Karlı, kronik migrende tedavilerin son yıllarda botulinum toksini ve antikorlar sayesinde yapıldığını aktardı.
İş ve ömür kalitesini, akademik başarıyı etkileyen kronik migren tedavi edilmediğinde hastaların sık sık tabibe başvurduğunu bildiren Karlı, şunları kaydetti:
“Migrenin Türkiye iktisadına maliyeti yıllık 4 milyar dolar. Başağrısı ve Ağrı Çalışmaları Derneği olarak bizim yaptığımız çalışmalarda bu maliyeti çok net görüyoruz. Yaptığımız çalışmalarda gördük ki Türkiye’de yaklaşık 13 milyon migrenli var. Her yıl 700-800 bin kişinin hastalığı kronik migrene dönüşüyor. Onun için temel emelimiz daha kronik migrene dönüşmeden, migren epizodik ataklar halinde gelirken onu esirgeyici tedaviyle engelleyebilmek.
“HEKİME BAŞVURMAKTAN KAÇINMAMALI”
Hastalarımız ‘Migrenin tedavisi yok’ deyip, doktora, bilhassa bir nöroloji tabibine başvurmaktan kaçınmamalı zira bizim yaptığımız tedavilerle atak sayılarını ayda 15-20 günden 5-10 güne indirebiliyoruz. Bu da hastaların hayat kalitelerine ve ülkenin iktisadına katkıda bulunabiliyor.

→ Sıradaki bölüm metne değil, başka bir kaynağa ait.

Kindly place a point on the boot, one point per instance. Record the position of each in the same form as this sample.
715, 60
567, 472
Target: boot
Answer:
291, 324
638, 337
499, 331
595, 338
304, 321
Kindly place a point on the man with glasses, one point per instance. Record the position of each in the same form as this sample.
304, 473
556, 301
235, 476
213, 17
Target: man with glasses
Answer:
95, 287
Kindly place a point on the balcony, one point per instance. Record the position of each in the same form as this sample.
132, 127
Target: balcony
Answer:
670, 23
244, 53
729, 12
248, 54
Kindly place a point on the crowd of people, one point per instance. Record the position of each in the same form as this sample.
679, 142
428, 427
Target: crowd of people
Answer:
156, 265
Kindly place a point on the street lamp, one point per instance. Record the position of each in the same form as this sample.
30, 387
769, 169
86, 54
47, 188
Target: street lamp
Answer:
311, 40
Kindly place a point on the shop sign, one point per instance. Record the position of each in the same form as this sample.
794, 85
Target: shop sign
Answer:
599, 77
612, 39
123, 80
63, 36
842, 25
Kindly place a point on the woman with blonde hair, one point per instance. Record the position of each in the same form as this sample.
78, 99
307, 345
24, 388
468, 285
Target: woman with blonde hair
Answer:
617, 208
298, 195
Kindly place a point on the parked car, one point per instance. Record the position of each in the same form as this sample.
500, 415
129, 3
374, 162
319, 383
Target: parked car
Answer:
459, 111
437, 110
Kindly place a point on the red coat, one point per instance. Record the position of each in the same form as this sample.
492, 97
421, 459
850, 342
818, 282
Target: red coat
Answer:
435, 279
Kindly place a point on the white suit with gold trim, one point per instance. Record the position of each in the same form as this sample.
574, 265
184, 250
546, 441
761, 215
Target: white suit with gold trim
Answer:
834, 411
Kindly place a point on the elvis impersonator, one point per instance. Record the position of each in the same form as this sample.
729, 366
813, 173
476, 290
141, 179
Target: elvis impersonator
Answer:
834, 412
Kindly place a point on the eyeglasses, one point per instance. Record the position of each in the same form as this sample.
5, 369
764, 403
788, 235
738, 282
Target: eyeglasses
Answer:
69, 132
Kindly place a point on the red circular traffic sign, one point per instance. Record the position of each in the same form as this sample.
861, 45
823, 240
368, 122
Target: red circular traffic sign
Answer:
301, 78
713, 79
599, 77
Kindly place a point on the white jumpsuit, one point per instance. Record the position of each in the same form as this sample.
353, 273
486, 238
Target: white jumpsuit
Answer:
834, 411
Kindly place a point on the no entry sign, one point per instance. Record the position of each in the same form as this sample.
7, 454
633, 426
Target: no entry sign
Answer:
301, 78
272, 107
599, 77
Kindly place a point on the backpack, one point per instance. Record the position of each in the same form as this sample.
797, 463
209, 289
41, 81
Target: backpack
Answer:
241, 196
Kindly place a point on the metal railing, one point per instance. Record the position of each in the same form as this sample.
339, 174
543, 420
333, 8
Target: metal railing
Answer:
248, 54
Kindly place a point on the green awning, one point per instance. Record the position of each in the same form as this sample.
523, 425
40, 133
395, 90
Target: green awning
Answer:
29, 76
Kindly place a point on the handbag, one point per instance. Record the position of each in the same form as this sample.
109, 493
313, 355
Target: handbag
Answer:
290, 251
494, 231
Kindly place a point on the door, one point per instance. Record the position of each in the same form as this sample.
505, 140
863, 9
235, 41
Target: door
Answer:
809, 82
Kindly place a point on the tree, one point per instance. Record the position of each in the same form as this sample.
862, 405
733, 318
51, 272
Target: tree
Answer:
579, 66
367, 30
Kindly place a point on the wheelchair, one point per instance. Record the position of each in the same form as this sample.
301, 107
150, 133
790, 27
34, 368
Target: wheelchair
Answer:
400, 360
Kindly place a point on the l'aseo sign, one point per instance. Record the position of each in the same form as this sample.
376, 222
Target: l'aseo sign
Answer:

“AĞRI KESİCİ KULLANMAMALI”
Migrenli biraz da kendi hekimi olacak. Ağrı ataklarını tetikleyen şeyler var; açlık, uykusuzluk, gerilim, külfet, lodos lakin artık yeni jenerasyonda çok fazla parlak ışığa, ekrana maruz kalmak da migreni tetikleyen casuslardan, etkenlerden biri. Şayet hastamız bu tetik faktörleri kendisi tespit ettiyse kesinlikle bunlardan uzak durmalı. Hasta 3-4 saatte bir yemeğini yemeli, öğün atlamamalı, uykusuz kalmamalı, ekrana bakıyorsa da her 1,5 saatte bir yarım saat kadar orta vermeli ki migren atakları tetiklenmemeli. Bunun dışında, ağrı kesici kullanmamalı ve hami tedavilere başvurmalısınız.”